L'huile d'argousier se distingue par sa richesse en oméga-7. Elle agit sur l'effet barrière, la sécrétion de mucine et l'hydratation des muqueuses, ce qui la rend pertinente dans les situations de sécheresse cutanée, vaginale ou oculaire. Les associations évoquées sont huile d'argousier et acide hyaluronique pour la sécheresse cutanée, huile de bourrache et huile de nigelle pour la peau réactive, huile d'argousier et myrtille pour la sécheresse oculaire.
Confort articulaire
Pour la sphère articulaire, l'EPA reste la référence : il favorise une action pro-résolutive vis-à-vis de l'inflammation. L'huile de krill est privilégiée grâce à son ratio en faveur de l'EPA. L'huile de bourrache constitue une alternative moins intéressante, mais utile grâce au DGLA. Selon la situation, la curcumine et l'harpagophytum peuvent être associés.
Points de vigilance
L'huile de lin, très riche en acide alpha-linolénique, demande une conservation à l'abri de la lumière et au froid, une consommation rapide, et aucune cuisson.
L'huile d'argousier contient de la vitamine K et des bêta-carotènes. Elle ne convient pas aux personnes sous anticoagulants ni aux fumeurs. Chez les fumeurs, le bêta-carotène peut en effet devenir pro-oxydatif, et cette précaution d'emploi s'applique quelle que soit la quantité mentionnée dans le complément.
Le DHA accompagne utilement la grossesse et l'allaitement, et peut passer dans le lait maternel. Enfin, l'huile de krill ne convient pas aux personnes allergiques aux crustacés et aux poissons.
Ce qu'il faut retenir
Les acides gras occupent une place majeure dans l'équilibre de l'organisme.
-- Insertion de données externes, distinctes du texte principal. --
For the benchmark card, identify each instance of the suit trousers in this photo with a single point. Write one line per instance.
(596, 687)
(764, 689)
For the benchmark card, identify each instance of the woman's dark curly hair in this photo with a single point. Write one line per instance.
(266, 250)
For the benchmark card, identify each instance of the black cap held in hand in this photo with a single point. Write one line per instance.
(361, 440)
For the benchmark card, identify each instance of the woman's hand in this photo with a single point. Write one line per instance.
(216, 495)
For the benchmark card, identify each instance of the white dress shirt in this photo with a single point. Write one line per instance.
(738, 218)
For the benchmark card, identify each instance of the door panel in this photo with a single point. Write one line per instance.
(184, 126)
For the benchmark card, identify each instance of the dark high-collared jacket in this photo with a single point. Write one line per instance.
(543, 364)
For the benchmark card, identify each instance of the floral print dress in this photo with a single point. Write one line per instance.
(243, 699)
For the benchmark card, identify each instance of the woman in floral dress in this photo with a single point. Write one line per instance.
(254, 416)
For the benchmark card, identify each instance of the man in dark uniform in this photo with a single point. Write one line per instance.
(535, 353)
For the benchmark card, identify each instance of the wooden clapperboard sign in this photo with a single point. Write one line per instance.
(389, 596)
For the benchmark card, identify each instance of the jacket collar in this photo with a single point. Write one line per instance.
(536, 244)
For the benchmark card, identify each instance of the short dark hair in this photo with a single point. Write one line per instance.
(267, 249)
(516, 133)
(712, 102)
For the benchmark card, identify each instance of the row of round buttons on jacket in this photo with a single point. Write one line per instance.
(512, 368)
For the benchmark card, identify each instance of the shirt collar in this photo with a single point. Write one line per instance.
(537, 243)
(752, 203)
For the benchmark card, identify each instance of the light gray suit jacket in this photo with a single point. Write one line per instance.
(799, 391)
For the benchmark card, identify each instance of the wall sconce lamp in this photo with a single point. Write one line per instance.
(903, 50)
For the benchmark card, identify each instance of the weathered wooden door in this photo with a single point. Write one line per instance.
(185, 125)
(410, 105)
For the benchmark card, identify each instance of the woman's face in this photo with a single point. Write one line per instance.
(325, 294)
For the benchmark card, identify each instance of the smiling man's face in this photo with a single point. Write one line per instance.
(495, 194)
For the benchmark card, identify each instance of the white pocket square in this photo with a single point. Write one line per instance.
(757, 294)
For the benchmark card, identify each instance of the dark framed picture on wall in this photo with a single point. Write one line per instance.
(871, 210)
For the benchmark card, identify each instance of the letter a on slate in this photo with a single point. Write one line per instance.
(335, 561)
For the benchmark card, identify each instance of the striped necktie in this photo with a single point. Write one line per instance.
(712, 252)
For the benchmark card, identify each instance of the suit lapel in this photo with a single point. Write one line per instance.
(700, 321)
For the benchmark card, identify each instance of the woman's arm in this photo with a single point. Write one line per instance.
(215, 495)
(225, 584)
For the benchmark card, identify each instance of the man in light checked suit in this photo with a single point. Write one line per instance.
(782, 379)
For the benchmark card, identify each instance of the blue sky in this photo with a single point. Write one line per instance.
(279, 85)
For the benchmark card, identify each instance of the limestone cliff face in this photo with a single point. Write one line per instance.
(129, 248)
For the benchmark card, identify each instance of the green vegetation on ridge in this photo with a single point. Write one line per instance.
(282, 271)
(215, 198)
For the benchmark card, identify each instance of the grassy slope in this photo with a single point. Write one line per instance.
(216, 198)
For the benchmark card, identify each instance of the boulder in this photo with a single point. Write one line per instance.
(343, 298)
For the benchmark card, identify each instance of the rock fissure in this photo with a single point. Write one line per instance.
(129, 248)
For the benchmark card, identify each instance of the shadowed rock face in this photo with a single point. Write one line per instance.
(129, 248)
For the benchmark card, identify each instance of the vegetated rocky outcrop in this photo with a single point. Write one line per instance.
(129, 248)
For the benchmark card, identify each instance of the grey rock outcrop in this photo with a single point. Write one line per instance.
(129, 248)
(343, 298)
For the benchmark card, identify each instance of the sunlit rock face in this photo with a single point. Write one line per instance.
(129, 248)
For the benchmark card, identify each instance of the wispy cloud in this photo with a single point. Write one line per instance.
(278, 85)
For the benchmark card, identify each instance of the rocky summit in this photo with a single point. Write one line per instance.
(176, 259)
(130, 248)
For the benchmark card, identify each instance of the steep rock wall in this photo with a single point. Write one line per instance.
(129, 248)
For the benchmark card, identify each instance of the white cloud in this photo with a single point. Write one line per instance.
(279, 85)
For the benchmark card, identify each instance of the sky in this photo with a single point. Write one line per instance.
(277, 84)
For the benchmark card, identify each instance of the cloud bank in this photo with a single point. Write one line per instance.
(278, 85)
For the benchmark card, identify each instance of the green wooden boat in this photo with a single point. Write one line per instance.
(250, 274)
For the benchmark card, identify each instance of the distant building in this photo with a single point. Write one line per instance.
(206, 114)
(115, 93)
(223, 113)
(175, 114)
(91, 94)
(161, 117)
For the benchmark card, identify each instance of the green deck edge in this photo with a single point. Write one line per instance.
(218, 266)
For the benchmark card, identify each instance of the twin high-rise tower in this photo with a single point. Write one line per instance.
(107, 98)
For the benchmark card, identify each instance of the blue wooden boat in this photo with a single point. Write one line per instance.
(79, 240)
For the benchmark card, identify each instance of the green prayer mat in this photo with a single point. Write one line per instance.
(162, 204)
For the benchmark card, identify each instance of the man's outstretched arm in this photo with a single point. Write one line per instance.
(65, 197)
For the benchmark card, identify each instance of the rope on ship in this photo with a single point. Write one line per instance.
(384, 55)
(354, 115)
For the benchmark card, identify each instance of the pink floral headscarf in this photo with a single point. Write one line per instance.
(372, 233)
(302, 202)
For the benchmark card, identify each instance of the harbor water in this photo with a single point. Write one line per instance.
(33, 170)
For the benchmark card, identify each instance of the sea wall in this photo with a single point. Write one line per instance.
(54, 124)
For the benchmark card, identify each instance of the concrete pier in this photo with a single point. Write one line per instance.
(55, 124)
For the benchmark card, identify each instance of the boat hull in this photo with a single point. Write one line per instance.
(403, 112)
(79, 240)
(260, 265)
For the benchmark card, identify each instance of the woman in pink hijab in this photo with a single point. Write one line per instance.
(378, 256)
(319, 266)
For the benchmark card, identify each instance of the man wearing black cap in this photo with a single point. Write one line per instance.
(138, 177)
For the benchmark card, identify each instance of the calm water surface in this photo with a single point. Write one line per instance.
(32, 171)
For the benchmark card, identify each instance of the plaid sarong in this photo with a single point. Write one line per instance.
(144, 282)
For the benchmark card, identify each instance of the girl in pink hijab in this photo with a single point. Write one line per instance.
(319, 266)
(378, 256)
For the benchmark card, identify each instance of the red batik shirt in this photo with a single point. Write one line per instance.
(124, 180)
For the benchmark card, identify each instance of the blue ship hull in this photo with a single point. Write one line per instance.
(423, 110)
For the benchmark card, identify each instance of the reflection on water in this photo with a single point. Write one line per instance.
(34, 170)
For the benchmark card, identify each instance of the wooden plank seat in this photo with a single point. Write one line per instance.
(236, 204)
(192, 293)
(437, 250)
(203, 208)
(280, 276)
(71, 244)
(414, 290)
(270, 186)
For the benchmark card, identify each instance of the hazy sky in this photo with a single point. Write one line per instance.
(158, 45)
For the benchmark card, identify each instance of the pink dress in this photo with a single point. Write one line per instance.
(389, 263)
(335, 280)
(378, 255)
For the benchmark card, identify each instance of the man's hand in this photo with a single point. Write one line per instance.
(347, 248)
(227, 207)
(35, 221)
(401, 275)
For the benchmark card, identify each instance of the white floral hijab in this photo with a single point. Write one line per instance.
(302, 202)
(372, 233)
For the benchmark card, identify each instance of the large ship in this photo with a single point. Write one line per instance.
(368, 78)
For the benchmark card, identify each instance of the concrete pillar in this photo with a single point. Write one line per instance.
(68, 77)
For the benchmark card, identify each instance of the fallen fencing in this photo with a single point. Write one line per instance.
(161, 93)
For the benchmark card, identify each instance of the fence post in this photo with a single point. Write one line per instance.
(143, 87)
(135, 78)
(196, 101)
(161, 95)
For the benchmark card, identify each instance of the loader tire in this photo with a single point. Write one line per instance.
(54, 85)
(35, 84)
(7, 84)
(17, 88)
Ils interviennent dans l'énergie, les membranes cellulaires, la signalisation, l'inflammation, le cerveau, la vision, la peau, les muqueuses et les articulations.
Trois repères structurent le conseil : privilégier les bonnes sources alimentaires, choisir des formes bien biodisponibles et bien protégées de l'oxydation, et adapter le choix de l'acide gras à la situation clinique. EPA, DHA, GLA, oméga-7 ou oméga-9, chaque famille a son intérêt, à condition de sélectionner la bonne forme, la bonne qualité et le bon contexte.